I just talked to my brother and he's talking to his advisor (not broker!) at the end of this month. He's going to look it over, maybe she'll listen to a professional and/or my brother. It does have a 60 day back out period - so hopefully we can get this mess sorted out.
The only advisors who can be trusted are fee-only fiduciaries. Fee-only means they cannot earn back door commissions. Otherwise you're going to get some form of a sales presentation. The "free" advisors are all in the business of either drumming up transactions (to earn fat commissions) or they want to be your asset manager (charging you quarter after quarter). You don't need an asset manager to percentage rebalance index funds once in a while.
I would read the actual prospectus to be sure that there's indeed a 60 day free look period. Don't put it past Mr. Advisor to lie and when there's perhaps only a 2 week period to get out. These guys will say / do anything to make the sale. We already know that this advisor is a crook because he sold her that thing.
With 3.8% in annual fees she will lose 32.11% in just 10 years. She will lose 53.9% in 20 years. These are just mathematical facts.
By comparison, index funds have expense ratios of 0.05% to 0.07% per year. There is NO comparison. Retail variable annuities are absolute garbage.
And with annuities, future gains are taxed at the higher ordinary income tax rate.

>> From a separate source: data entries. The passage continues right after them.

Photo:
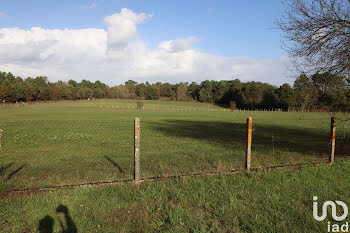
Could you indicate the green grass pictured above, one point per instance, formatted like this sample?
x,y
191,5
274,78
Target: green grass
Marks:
x,y
72,143
279,201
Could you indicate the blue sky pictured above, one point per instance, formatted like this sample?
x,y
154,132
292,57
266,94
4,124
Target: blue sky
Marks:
x,y
227,29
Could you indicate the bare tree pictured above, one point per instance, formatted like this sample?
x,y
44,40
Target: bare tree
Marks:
x,y
317,35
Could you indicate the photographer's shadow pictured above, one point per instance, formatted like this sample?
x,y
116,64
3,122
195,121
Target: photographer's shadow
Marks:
x,y
47,223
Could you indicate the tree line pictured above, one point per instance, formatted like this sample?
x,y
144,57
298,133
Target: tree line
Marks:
x,y
316,92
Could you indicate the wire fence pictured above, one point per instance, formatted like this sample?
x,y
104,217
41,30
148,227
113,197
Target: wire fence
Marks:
x,y
43,153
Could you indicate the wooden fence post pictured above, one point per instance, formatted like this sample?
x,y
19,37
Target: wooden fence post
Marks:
x,y
332,140
249,142
1,133
137,151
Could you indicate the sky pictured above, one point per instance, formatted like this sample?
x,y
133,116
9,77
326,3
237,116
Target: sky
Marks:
x,y
154,40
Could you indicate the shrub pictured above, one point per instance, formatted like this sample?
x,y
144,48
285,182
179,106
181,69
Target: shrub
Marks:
x,y
233,105
140,105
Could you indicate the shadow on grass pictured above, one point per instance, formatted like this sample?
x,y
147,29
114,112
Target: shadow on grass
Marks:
x,y
115,164
4,168
285,139
46,224
14,172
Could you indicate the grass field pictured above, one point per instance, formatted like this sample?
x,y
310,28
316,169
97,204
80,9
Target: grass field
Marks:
x,y
92,141
278,201
72,143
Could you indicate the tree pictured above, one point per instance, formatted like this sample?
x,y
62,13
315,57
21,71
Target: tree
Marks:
x,y
152,92
286,96
140,90
131,84
317,35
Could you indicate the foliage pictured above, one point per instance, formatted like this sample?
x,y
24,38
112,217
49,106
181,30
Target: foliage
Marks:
x,y
323,91
140,105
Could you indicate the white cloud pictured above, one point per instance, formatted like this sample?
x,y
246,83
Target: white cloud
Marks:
x,y
118,54
3,15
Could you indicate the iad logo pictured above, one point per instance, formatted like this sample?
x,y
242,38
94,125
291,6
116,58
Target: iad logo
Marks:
x,y
333,205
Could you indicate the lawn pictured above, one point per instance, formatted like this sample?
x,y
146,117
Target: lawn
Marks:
x,y
92,141
278,201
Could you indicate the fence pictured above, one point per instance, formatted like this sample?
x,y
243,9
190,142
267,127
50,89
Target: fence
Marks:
x,y
43,153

And heirs get NO stepped up cost basis with index annuity gains.
Wealth Manager did a study called "Photo Finish". The so-called "advantage" of annuity tax deferral is actually a tax disadvantage. It's not what you make, but what you get to keep. So you lose even MORE money with annuities.
BTW some of the people on Bogleheads are biased. Definitely some annuity salesmen on there pretending to be consumers. Still others on BH praise immediate annuities. I can debunk these products all day as consistently inferior to a low risk mix of bonds and stocks.